Last week I wrote about the pure but misleading intentions of the Wild Card game. It’s a one game affair that I think should be a best-of-three games played in four nights.
Looking at things from a larger perspective, I also think that baseball should embrace what basketball has done and what has really turned the NBA postseason into an event. A two month long event but still one that dominates the sports world for its depth.
I know most are adamantly against extending the playoffs but in my perfect world, baseball’s owners and players would bite the financial bullet and pull the rug out from under the entire September regular season portion of the year.
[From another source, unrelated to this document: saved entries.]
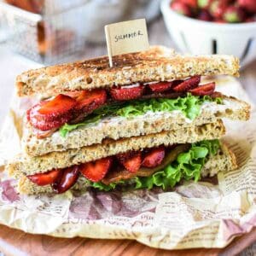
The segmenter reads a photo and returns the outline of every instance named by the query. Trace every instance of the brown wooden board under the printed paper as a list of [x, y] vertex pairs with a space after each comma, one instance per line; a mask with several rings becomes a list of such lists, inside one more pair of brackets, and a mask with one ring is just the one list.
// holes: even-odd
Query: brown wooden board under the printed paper
[[[55, 238], [51, 236], [30, 235], [20, 230], [13, 230], [0, 225], [0, 251], [7, 255], [40, 255], [40, 256], [64, 256], [64, 255], [236, 255], [250, 246], [256, 239], [256, 229], [251, 233], [236, 238], [224, 249], [188, 249], [188, 250], [160, 250], [144, 246], [131, 240], [100, 240], [88, 238]], [[253, 254], [251, 254], [253, 255]]]

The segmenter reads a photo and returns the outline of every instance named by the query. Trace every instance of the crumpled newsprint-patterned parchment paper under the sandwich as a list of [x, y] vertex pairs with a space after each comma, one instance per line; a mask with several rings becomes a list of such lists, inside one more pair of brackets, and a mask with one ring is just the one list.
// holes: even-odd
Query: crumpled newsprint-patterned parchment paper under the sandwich
[[[219, 79], [218, 90], [248, 101], [235, 79]], [[24, 104], [24, 102], [23, 102]], [[15, 112], [22, 112], [15, 99]], [[170, 192], [67, 192], [24, 196], [15, 181], [0, 181], [0, 224], [33, 234], [127, 238], [151, 247], [225, 247], [256, 226], [256, 113], [248, 122], [227, 122], [225, 140], [240, 168], [219, 173], [214, 183], [184, 183]], [[20, 129], [19, 129], [20, 130]], [[20, 132], [20, 131], [19, 131]], [[0, 137], [0, 166], [19, 152], [19, 135], [10, 117]]]

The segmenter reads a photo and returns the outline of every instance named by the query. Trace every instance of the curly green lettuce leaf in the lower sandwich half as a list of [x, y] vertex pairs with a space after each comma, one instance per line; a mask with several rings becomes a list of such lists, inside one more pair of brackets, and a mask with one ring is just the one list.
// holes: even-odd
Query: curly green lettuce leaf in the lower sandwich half
[[201, 168], [205, 165], [209, 156], [217, 154], [219, 147], [218, 140], [193, 143], [187, 152], [177, 155], [177, 160], [150, 177], [133, 177], [127, 181], [119, 181], [108, 185], [101, 182], [91, 183], [91, 186], [104, 191], [115, 189], [119, 184], [130, 184], [133, 189], [152, 189], [154, 186], [168, 189], [174, 187], [181, 179], [193, 179], [197, 182], [201, 178]]

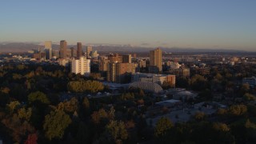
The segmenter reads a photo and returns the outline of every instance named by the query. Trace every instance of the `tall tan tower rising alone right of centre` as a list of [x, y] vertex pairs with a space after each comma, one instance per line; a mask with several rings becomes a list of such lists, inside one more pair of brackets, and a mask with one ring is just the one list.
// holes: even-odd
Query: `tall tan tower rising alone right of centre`
[[150, 50], [150, 67], [149, 72], [158, 74], [162, 72], [162, 50]]

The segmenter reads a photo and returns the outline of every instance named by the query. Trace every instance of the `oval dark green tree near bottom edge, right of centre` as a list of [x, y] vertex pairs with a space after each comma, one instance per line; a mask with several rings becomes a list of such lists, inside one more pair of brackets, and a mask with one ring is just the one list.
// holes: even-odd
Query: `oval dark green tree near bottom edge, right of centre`
[[158, 120], [154, 128], [154, 135], [157, 138], [162, 138], [166, 136], [166, 134], [170, 131], [172, 127], [173, 127], [173, 123], [170, 121], [170, 119], [162, 117]]

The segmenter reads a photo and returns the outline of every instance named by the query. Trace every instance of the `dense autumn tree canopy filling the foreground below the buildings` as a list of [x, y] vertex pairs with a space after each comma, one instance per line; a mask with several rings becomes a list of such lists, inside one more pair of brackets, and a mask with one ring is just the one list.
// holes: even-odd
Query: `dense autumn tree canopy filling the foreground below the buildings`
[[[130, 88], [116, 96], [87, 98], [107, 87], [62, 66], [9, 63], [0, 67], [0, 135], [5, 143], [27, 144], [255, 143], [254, 90], [235, 86], [234, 80], [249, 74], [238, 70], [213, 68], [209, 75], [178, 78], [178, 85], [197, 90], [197, 101], [211, 101], [213, 92], [234, 93], [241, 101], [213, 115], [198, 112], [189, 122], [164, 117], [152, 126], [146, 111], [161, 101], [153, 94]], [[63, 98], [66, 94], [72, 97]]]

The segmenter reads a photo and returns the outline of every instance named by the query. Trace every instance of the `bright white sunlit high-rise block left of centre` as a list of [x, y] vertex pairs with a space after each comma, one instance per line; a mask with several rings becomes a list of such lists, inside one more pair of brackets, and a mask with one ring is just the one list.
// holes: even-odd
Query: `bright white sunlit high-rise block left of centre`
[[79, 59], [73, 59], [71, 62], [71, 72], [74, 74], [90, 75], [90, 59], [86, 57], [80, 57]]

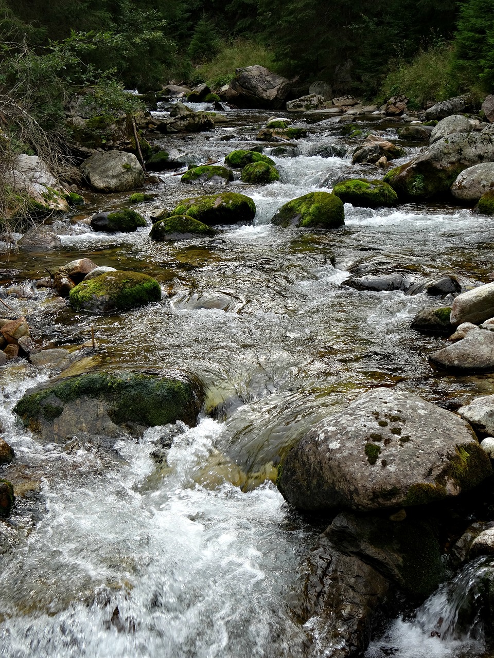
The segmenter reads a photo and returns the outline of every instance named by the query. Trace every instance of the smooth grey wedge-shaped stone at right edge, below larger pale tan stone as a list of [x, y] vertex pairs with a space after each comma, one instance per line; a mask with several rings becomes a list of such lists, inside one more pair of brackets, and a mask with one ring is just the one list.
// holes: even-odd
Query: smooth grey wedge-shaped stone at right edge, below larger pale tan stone
[[494, 370], [494, 332], [472, 330], [457, 343], [430, 354], [429, 361], [443, 370], [459, 372]]

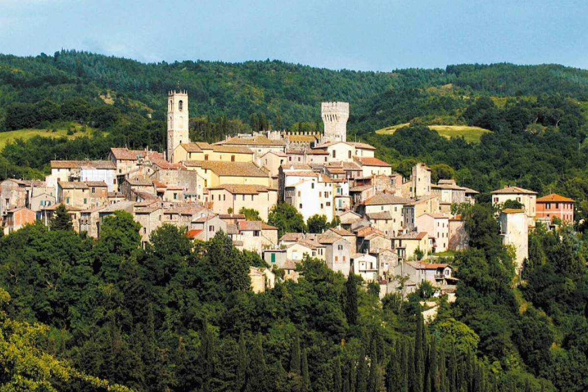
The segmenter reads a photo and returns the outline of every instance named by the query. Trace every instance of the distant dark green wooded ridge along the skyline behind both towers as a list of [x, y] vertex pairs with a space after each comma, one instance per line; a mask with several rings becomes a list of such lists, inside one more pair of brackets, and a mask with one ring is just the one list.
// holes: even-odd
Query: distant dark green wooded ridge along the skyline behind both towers
[[178, 87], [188, 90], [194, 117], [226, 115], [247, 122], [252, 113], [260, 113], [274, 127], [278, 115], [283, 127], [316, 122], [320, 102], [344, 100], [350, 102], [350, 128], [367, 132], [372, 126], [370, 131], [415, 116], [461, 110], [477, 95], [547, 93], [588, 100], [588, 71], [500, 63], [356, 72], [281, 61], [146, 64], [76, 51], [35, 57], [0, 55], [0, 110], [12, 102], [50, 99], [60, 103], [73, 97], [102, 105], [103, 98], [111, 95], [111, 102], [123, 113], [163, 119], [163, 97]]

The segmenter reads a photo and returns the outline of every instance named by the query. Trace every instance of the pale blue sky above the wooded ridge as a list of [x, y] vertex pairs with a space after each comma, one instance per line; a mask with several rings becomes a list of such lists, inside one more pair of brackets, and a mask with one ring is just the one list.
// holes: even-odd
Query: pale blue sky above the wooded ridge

Theoretically, the easiest part of the baseball calendar to eliminate would be Spring Training. Teams wouldn’t lose a dozen or so home games of revenue and players wouldn’t forfeit a bulky day-to-day salary.
However, that would be a crippling blow for the business in the Florida and Arizona environments that house and host these teams in February and March. It may not be the highest priority to the average observer, but it would be a cruel takeaway if that was the route baseball went.
Spring Training games aren’t that important. Shorter preseasons are a popular narrative in every sport. But the cities rely on that month-plus of relaxed, multi-field baseball that is a heavy source for vacationing in the spring.
The 162 game schedule has been in place for almost 60 years, but in this day and age where player’s health is (rightfully) under a hot microscope —and the disabled list has already been adjusted to 10 days and utilized with reckless abandon— it would be in sync with the sports world’s goals to shorten the regular season that occupies over half of the calendar year.
My proposal is simple: cut out the month of September. The only thing missed will be the September call-ups that us minor league gurus love. But truthfully, September call-ups are wildly unnecessary and would frankly make more sense in the middle of the season than at the end, when teams are fighting and/or preparing for the postseason. (Also, under no circumstance should teams be making double digit pitching changes in a game.)
For my dream scenario of a 3-7-7-7 playoff format to take place, you don’t even need to cut that many games. But less games would be better for the players in every way except their pocket books.
That, unfortunately, is why this grand plan will likely never come to fruition and is the same reason the NFL will continue to play four injury-riddled preseason games. Money money money. That’s why you play the games.
Another added bonus is cutting out most of October and any threat of November from the baseball schedule. Playing the majority of the season in warmer weather shouldn’t conclude with winter nights in the season’s biggest games. Beanies, hoodies and mittens have no place in baseball.
Anyhow, my dream of a three game Wild Card series and seven game Divisional, Championship and World Series with the playoffs beginning in September remains a pipe dream. But I do love to dream.